Stanford Report, September 3, 2013
Pest-eating birds mean money for coffee growers, Stanford biologists find
This is the first time scientists have assigned a monetary value to the pest-control benefits rainforest can provide to agriculture. Their study could provide the framework for pest management that helps both farmers and biodiversity.
By Bjorn Carey
To quantify the benefit birds provide to coffee plantations, the researchers calculated bean yield of infected plants that were housed in bird-proof cages versus yield from infected plants open to beetle-eating birds.
In recent years, Stanford biologists have found that coffee growers in Costa Rica bolster bird biodiversity by leaving patches of their plantations as untouched rainforest.
The latest finding from these researchers suggests that the birds are returning the favor to farmers by eating an aggressive coffee bean pest, the borer beetle, thereby improving coffee bean yields by hundreds of dollars per hectare.

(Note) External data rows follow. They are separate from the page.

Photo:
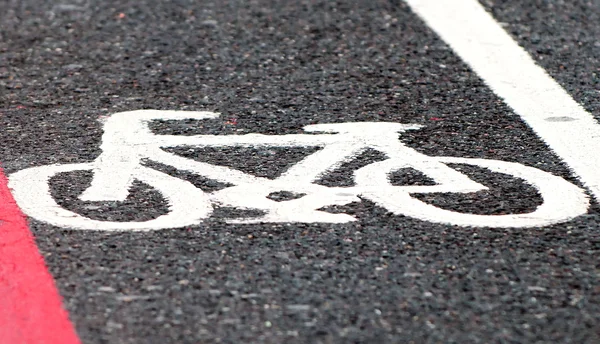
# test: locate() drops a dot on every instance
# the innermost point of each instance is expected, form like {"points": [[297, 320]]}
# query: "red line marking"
{"points": [[30, 306]]}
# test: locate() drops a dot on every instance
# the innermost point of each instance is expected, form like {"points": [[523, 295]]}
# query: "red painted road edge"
{"points": [[30, 306]]}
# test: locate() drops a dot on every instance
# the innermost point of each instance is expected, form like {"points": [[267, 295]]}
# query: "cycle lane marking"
{"points": [[127, 141], [564, 125], [30, 306]]}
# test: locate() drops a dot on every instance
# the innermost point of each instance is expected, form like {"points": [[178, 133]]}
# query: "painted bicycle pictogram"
{"points": [[128, 141]]}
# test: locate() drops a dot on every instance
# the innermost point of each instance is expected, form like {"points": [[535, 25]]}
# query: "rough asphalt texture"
{"points": [[273, 66]]}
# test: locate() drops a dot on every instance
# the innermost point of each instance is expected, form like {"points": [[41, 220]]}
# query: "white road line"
{"points": [[542, 103]]}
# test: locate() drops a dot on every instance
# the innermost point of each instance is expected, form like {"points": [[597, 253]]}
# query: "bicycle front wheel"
{"points": [[31, 190]]}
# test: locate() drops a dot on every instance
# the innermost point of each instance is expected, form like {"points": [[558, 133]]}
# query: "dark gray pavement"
{"points": [[272, 67]]}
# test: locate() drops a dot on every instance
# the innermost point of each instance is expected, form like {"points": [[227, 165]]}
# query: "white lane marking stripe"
{"points": [[542, 103]]}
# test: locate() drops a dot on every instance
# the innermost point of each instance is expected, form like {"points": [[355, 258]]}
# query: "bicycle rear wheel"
{"points": [[562, 201]]}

The study is the first to put a monetary value on the pest-control benefits rainforest can provide to agriculture, which the researchers hope can inform both farmers and conservationists.

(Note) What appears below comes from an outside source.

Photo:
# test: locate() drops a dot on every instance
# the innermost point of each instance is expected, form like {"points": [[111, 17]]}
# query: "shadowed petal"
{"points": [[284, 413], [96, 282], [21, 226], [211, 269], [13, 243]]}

"The benefits that we might get are huge," said Daniel Karp, a graduate student in biology and lead author of the study. "There's lots of unrealized value in these small patches of rainforest. This looks like a sustainable, win-win opportunity for pest management."

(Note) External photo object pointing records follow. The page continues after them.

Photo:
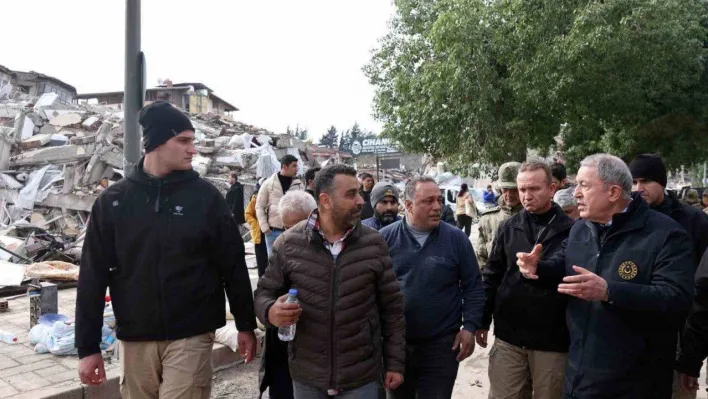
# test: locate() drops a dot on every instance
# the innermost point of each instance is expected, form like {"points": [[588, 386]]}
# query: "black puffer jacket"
{"points": [[692, 219], [527, 313], [352, 321], [625, 348], [168, 248]]}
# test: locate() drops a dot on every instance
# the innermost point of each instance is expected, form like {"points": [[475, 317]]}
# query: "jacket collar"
{"points": [[559, 222], [138, 175]]}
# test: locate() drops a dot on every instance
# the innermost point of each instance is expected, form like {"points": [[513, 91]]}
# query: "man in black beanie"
{"points": [[166, 244], [649, 180]]}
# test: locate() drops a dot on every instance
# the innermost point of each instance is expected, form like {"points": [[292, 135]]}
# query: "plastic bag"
{"points": [[39, 334]]}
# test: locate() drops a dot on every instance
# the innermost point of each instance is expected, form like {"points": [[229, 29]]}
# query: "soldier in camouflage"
{"points": [[509, 204]]}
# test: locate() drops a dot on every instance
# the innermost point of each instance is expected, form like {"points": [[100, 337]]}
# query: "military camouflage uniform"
{"points": [[490, 220], [488, 225]]}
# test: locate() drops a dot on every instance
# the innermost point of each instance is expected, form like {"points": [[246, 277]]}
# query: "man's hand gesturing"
{"points": [[528, 262]]}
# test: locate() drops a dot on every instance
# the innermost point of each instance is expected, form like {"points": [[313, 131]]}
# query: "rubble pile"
{"points": [[55, 159]]}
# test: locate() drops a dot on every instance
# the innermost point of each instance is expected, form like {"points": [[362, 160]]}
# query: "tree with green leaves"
{"points": [[479, 81], [330, 139]]}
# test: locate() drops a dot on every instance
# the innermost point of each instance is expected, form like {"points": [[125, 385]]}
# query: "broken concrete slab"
{"points": [[91, 123], [63, 120], [27, 128], [36, 141], [58, 140], [8, 181], [68, 201], [47, 129], [58, 155], [46, 100]]}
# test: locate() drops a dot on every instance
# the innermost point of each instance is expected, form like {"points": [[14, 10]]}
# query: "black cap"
{"points": [[161, 121], [649, 166]]}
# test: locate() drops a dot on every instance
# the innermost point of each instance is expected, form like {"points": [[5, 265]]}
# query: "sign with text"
{"points": [[372, 145]]}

The researchers hope that the work will improve conservation efforts in heavily farmed areas by illustrating to farmers the financial benefits of leaving some land in its natural state, while also guiding governments toward the best conservation methods.
By some accounts, coffee is the world's most economically profitable crop, and its harvest supports the livelihoods of some 100 million people globally. Coffee beans around the world, however, are threatened by the pervasive beetle.
The coffee berry borer beetle (Hypothenemus hampeii) is coffee's primary insect pest and is consumed by native birds.